## Baseline Model

Description

In [1]:
%reload_ext autoreload
%autoreload 2

In [2]:
import numpy as np
import pandas as pd
from sklearn.metrics import mean_absolute_error

import sys
import os
from dotenv import load_dotenv

import warnings
warnings.filterwarnings("ignore")
warnings.filterwarnings("ignore", message=".*Maximum Likelihood optimization failed to converge.*")

In [3]:
# Add the src directory to the PYTHONPATH
os.environ['PYTHONPATH'] = os.path.abspath(os.path.join('..', 'src'))
sys.path.append(os.path.abspath(os.path.join('..', 'src')))

# Load environment variables from .env file
load_dotenv()

# Add the src directory to the Python path
sys.path.append(os.getenv('PYTHONPATH'))

In [4]:
from plot import plot_one_sample

In [5]:
df = pd.read_parquet('../data/transformed/tabular_data.parquet')

---

### Data Split for Tabular Data

Converting tabular data into a time series format (numpy arrays) is particularly beneficial for advanced machine learning models like XGBoost, LightGBM, and CatBoost. These models excel at handling structured data and can effectively capture complex patterns when provided with well-prepared time series features. 

By transforming the data into a structured format, we enable these models to leverage temporal information and interactions between features, leading to improved predictive performance. This preprocessing step ensures that the models can utilize the full range of temporal dynamics present in the data.

In contrast, models specifically designed for time series forecasting, such as ARIMA, typically do not require this type of conversion. These models can directly handle sequential data using simpler split methods that maintain the temporal order.
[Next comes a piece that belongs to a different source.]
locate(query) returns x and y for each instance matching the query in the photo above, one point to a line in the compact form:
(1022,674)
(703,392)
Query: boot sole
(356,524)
For ARIMA, the emphasis is on maintaining the continuity of the time series rather than restructuring the data into a tabular format.

In [6]:
from data_split import get_ts
ts, feat_names = get_ts(df)

In [7]:
feat_names[:4] # label_idx 1 to 4

['no2', 'o3', 'pm10', 'pm2.5']

In [8]:
from data_split import get_feats_and_label
X_train, y_train = get_feats_and_label(timeseries=df, offset=30, label_period=30, label_idx=1)

In [9]:
X_train.shape, y_train.shape

((1191, 31), (30, 1))

---

### 1. Baseline Model: Naive Forecast

In [10]:
class BaselineModelPreviousMonth:
    def __init__(self):
        self.monthly_average = None

    def fit(self, y_train: pd.Series):
        """
        Fit the model by calculating the average of the last month's data from the training series.

        Args:
            y_train (pd.Series): Series containing the target values for training.
        """
        # Calculate the average of the last month's data
        self.monthly_average = y_train[-30:].mean()

    def predict(self, forecast_period: int) -> np.ndarray:
        """
        Predict the next values by using the monthly average from the training data.

        Args:
            forecast_period (int): The number of periods to forecast.

        Returns:
            np.ndarray: An array containing the forecasted values.
        """
        if self.monthly_average is None:
            raise ValueError("The model has not been fitted yet. Please call the fit method before predict.")
        
        return np.full(forecast_period, self.monthly_average)

In [11]:
for pollutant in ['no2', 'o3', 'pm10', 'pm2.5']:
    X_train, y_train = get_feats_and_label(timeseries=df, offset=30, label_period=30, label_idx=df.columns.get_loc(pollutant)-1)
    X_test, y_test = get_feats_and_label(timeseries=df, offset=0, label_period=30, label_idx=df.columns.get_loc(pollutant)-1)

    model = BaselineModelPreviousMonth()
    model.fit(y_train)
    y_pred = model.predict(30)
    mae = mean_absolute_error(y_test, y_pred)
    print(f"mae for {pollutant}={mae:.3f}")
    plot_one_sample(features=y_train.reset_index(), target=y_test.reset_index(), example_pollutant=pollutant, predictions=y_pred)

mae for no2=4.162


mae for o3=11.739


mae for pm10=4.519


mae for pm2.5=3.300


**Baseline Results**

| pollutant | mae |
| :--------- | --- | 
| no2 | 4.162 |
| o3 | 11.739 |
| pm10 | 4.519 |
| pm2.5 | 3.300 |

The baseline results indicate a reasonable starting point for our forecasting models, with MAE values reflecting the initial performance. However, it is clear that there is significant room for improvement, particularly for O3 with a notably high MAE of 11.739. This suggests that our current models can be optimized further. In the next notebook, I will focus on refining the models and incorporating additional features to enhance accuracy and reduce the prediction errors across all pollutants.